The husband appealed, because title was in his name. The appellate court held that the husband failed to overcome the presumption of undue influence. He was required to show by a preponderance of the evidence that he did not gain ownership of the property in violation of any fiduciary duties. Although spouses have a right to enter into agreements with each other, they “occupy a confidential and fiduciary relationship with each other.” This relationship “imposes a duty of the highest good faith and fair dealing” on each spouse to any interpersonal transaction. Id. at 343-44. When one spouse gains an unfair advantage, a presumption arises under Family Code Section 721 that the advantage was gained by undue influence or coercion. The appellate court in Fossum did not focus on the reason for the transfer; rather, it focused on the fact that the husband did not meet his burden of proof. Id. at 346; see also In re Marriage of Delaney, 111 Cal. App. 4th 992 (2003). Even though a valid writing existed, married persons “are in a fiduciary relation to one another . . . so that whenever the parties enter into an agreement . . . the advantaged party bears the burden of demonstrating that the agreement was not obtained through undue influence.” Fossum, 192 Cal. App 4th at 382 (quoting In re Marriage of Bonds, 24 Cal. 4th 1, 27 (2000)).
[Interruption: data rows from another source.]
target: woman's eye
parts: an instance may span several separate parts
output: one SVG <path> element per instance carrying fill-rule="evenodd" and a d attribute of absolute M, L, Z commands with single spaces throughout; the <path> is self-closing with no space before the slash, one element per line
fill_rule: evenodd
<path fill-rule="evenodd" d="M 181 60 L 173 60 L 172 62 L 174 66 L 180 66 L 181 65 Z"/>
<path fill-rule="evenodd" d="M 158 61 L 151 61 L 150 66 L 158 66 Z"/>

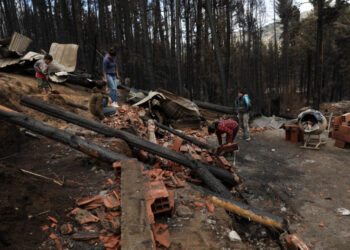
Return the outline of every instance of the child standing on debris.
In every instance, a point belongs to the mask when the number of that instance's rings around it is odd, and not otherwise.
[[[90,112],[102,121],[106,121],[107,117],[114,115],[117,111],[115,107],[108,107],[109,95],[105,93],[106,86],[106,82],[98,82],[93,88],[94,94],[89,102]]]
[[[235,120],[222,120],[214,122],[208,127],[208,133],[215,133],[218,137],[219,145],[222,146],[222,134],[226,134],[226,144],[232,143],[238,132],[238,122]]]
[[[36,61],[34,64],[35,78],[38,82],[38,89],[41,94],[50,94],[51,88],[49,85],[49,64],[52,62],[52,56],[46,54],[44,59]]]
[[[119,108],[117,103],[117,87],[119,82],[119,71],[117,67],[116,51],[110,48],[108,54],[103,58],[103,74],[105,82],[108,82],[110,96],[112,99],[112,106]]]

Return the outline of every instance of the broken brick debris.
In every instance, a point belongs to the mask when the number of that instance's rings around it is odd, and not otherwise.
[[[51,216],[47,216],[47,218],[49,218],[50,221],[54,222],[54,223],[58,223],[57,219]]]
[[[60,232],[61,232],[61,234],[71,234],[73,232],[72,225],[69,223],[63,224],[60,227]]]
[[[145,198],[148,211],[149,223],[154,224],[154,215],[172,212],[174,208],[173,192],[167,190],[162,180],[153,179],[150,175],[145,175]]]
[[[98,222],[100,219],[85,209],[79,209],[75,214],[75,220],[79,224]]]
[[[288,250],[310,250],[310,248],[294,234],[289,234],[283,237]]]
[[[350,146],[350,113],[334,118],[330,135],[335,139],[334,146],[338,148]]]
[[[206,206],[207,206],[207,208],[208,208],[209,213],[213,214],[213,213],[214,213],[214,210],[215,210],[214,204],[211,203],[211,202],[206,202],[205,204],[206,204]]]
[[[165,248],[170,247],[170,234],[167,228],[168,226],[162,223],[152,226],[155,241]]]
[[[174,151],[176,151],[176,152],[180,152],[180,148],[181,148],[181,145],[182,145],[183,141],[184,141],[184,140],[183,140],[182,138],[180,138],[180,137],[175,137],[172,150],[174,150]]]
[[[92,203],[92,202],[94,202],[94,203],[101,202],[101,199],[102,199],[101,196],[96,195],[96,196],[94,196],[92,198],[88,198],[88,197],[79,198],[79,199],[76,200],[76,203],[77,203],[78,206],[82,206],[82,205],[87,205],[87,204]]]
[[[285,124],[285,139],[286,141],[290,142],[303,142],[304,141],[304,133],[300,129],[299,125],[297,124]]]
[[[58,250],[63,250],[62,243],[56,234],[50,234],[50,239],[53,239],[56,242]]]

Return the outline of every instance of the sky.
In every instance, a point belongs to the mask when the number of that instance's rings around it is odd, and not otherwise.
[[[296,6],[299,7],[300,12],[310,11],[313,9],[312,5],[308,0],[294,0]],[[265,23],[273,22],[273,0],[265,0],[266,6],[266,20]],[[278,15],[277,15],[278,16]],[[276,16],[276,18],[277,18]]]

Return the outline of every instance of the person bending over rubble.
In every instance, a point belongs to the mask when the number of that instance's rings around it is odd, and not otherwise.
[[[105,82],[108,82],[108,88],[112,99],[112,106],[119,108],[117,102],[117,87],[119,82],[119,71],[117,67],[116,51],[112,47],[108,54],[103,58],[103,76]]]
[[[222,146],[222,134],[226,134],[225,144],[232,143],[236,138],[239,129],[237,120],[238,119],[214,122],[211,126],[208,127],[208,133],[216,134],[220,146]]]
[[[114,115],[117,111],[115,107],[108,107],[110,97],[105,92],[106,86],[106,82],[98,82],[93,88],[94,94],[91,95],[89,102],[90,112],[102,121],[106,121],[107,117]]]
[[[34,64],[35,78],[38,82],[38,89],[41,94],[50,94],[51,88],[49,85],[49,64],[52,62],[52,56],[46,54],[44,59],[36,61]]]

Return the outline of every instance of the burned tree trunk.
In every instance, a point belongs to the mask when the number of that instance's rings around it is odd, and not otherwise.
[[[209,102],[201,102],[201,101],[194,101],[195,104],[198,105],[198,107],[203,108],[203,109],[209,109],[213,110],[216,112],[224,113],[224,114],[233,114],[234,108],[232,107],[227,107],[227,106],[221,106]]]
[[[124,155],[117,154],[109,149],[103,148],[95,143],[89,142],[79,136],[70,134],[55,127],[48,126],[30,116],[17,113],[0,105],[0,119],[27,128],[33,132],[46,136],[47,138],[66,144],[89,156],[99,160],[113,163],[130,159]]]
[[[212,13],[212,1],[211,0],[206,0],[205,2],[206,2],[207,15],[209,17],[210,30],[211,30],[212,38],[213,38],[213,41],[214,41],[216,60],[218,61],[218,68],[219,68],[219,73],[220,73],[220,82],[221,82],[221,88],[222,88],[221,91],[224,93],[226,91],[226,79],[225,79],[224,64],[223,64],[223,60],[222,60],[219,39],[217,37],[216,28],[215,28],[215,24],[214,24],[214,16],[213,16],[213,13]],[[223,97],[223,100],[222,100],[223,103],[225,105],[227,105],[227,95],[226,95],[226,93],[223,94],[222,97]]]
[[[21,99],[21,104],[25,105],[27,107],[36,109],[40,112],[43,112],[45,114],[54,116],[56,118],[65,120],[67,122],[71,122],[73,124],[76,124],[78,126],[93,130],[95,132],[104,134],[106,136],[111,136],[111,137],[117,137],[120,139],[125,140],[130,146],[133,146],[138,149],[145,150],[146,152],[149,152],[154,155],[159,155],[163,158],[166,158],[168,160],[174,161],[176,163],[179,163],[181,165],[184,165],[193,171],[198,175],[198,177],[206,184],[208,185],[209,188],[211,188],[214,192],[220,193],[226,197],[230,196],[230,192],[225,188],[225,186],[218,180],[216,179],[213,174],[216,174],[220,172],[221,174],[222,171],[221,169],[218,169],[215,167],[208,167],[204,165],[203,163],[194,160],[193,158],[187,157],[183,154],[179,154],[171,149],[162,147],[158,144],[154,144],[150,141],[146,141],[134,134],[113,129],[111,127],[108,127],[106,125],[100,124],[96,121],[90,120],[88,118],[79,116],[77,114],[74,114],[72,112],[68,112],[65,110],[62,110],[58,107],[55,107],[51,104],[45,103],[39,99],[29,97],[29,96],[24,96]],[[215,169],[214,172],[212,169]],[[208,171],[209,170],[209,171]],[[227,176],[227,172],[225,172],[225,176]],[[231,176],[232,181],[231,183],[234,183],[234,177],[231,174],[228,174]],[[218,176],[219,177],[219,176]]]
Presumptions of Undue Influence and Title
One final case discusses the presumption of undue influence and Evidence Code Section 662. In Re Marriage of Haines, 33 Cal. App. 4th 277 (1995) involved the separate real property of a husband who had placed title in his wife’s name in order to refinance his home. Four years later, the wife transferred title back into her husband’s name. During trial, the wife argued that the transfer of the home into the husband’s name was the product of undue influence. The trial court found that the wife had proved by a preponderance of evidence that she was forced to sign the deed. However, it stated that the property was the separate property of the husband because Evidence Code Section 662 requires clear and convincing evidence to overcome a title presumption.
The Fourth Appellate District disagreed, stating that the more specific presumption based upon a confidential relationship would yield to the title presumption. The Haines court would not hold that Evidence Code Section 662 did not apply in family law cases; it held that when there is a conflict between Family Code Section 721 and Evidence Code Section 662, the Family Code would prevail. Id. at 302. See also Delaney, 111 Cal. App. 4th at 1000 (finding when Family Code Section 721 conflicts with Evidence Code Sections 662 and 2581, the Family Code prevails).
In conclusion, when a spouse asserts that transmutation of property occurred during the marriage, that party must have a writing that, based upon the language found in the four corners of the document, shows the adversely affected party understood the character of the property was being changed. No exact language is required. However, the language must evidence a clear intent to change the character of the property. The purpose of the transmutation is irrelevant, and extrinsic evidence cannot be used to prove a valid transmutation. When the court finds a valid transmutation, there is a presumption that the advantaged spouse obtained the asset by undue influence. The advantaged spouse must prove by a preponderance of evidence that there has been compliance with the fiduciary duties owed between spouses.